Systematic first-principles calculations were performed to investigate the adsorption and diffusion of Li on different graphene layers with B/N-doping and/or C-vacancy, so as to understand why doping heteroatoms in graphene anode could significantly improve the performance of lithium-ion batteries. We found that the formation of single or double carbon vacancies in graphene are critical for the adsorption of Li atoms. While the N-doping facilitates the formation of vacancies, it introduces over binding issue and hinders the Li diffusion. The presence of B takes the excessive electrons from Li and N and reduces the energy barrier of Li diffusion on substrates. We perceive that these clear insights are crucial for the further development of graphene based anode materials for lithium-ion batteries.

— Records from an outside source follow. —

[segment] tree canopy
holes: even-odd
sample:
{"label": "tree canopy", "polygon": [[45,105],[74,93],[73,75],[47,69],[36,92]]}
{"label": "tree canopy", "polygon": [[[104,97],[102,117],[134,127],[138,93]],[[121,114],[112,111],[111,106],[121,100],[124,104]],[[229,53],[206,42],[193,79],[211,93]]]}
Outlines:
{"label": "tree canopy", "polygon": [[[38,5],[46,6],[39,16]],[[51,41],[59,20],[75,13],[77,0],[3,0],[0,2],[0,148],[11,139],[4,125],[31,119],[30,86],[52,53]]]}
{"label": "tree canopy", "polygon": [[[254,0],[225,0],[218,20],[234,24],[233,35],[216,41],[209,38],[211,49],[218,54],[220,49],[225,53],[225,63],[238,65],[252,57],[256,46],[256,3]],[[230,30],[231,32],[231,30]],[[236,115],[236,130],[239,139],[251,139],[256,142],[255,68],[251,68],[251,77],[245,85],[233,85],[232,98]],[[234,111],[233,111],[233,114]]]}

With excellent characters of high energy density, long cycling life and environmental friendliness, lithium-ion batteries (LIBs) have been widely used in portable electronic devices1,2,3,4,5. The performance of LIBs is mainly determined by the intrinsic properties of their electrodes. Therefore much attention has been paid in the recent years on exploring and developing novel electrode materials. Carbonaceous materials, such as graphite6,7, carbon nanofibers8,9, carbon nanotubes10,11,12 and porous carbon13,14, are promising anode materials in LIBs due to their high Li-storage capacity, high conductivity, decent electrochemical activity and low cost15,16. In particular, graphene has attracted extensive research interests with a theoretical maximum lithium capacity of 784 mAh/g by forming Li2C6 structure17, and an even higher capacity up to 1488 mAh/g for an isolated graphene flake that is only 0.7 nm in diameter18,19. However, it was found that the Li capacity of some graphene samples can be even significantly lower than that of bulk graphite20, possibly due to the formation of small Li clusters on graphene as the interaction between Li atoms21,22,23 is much stronger than that between Li and pristine graphene24,25,26.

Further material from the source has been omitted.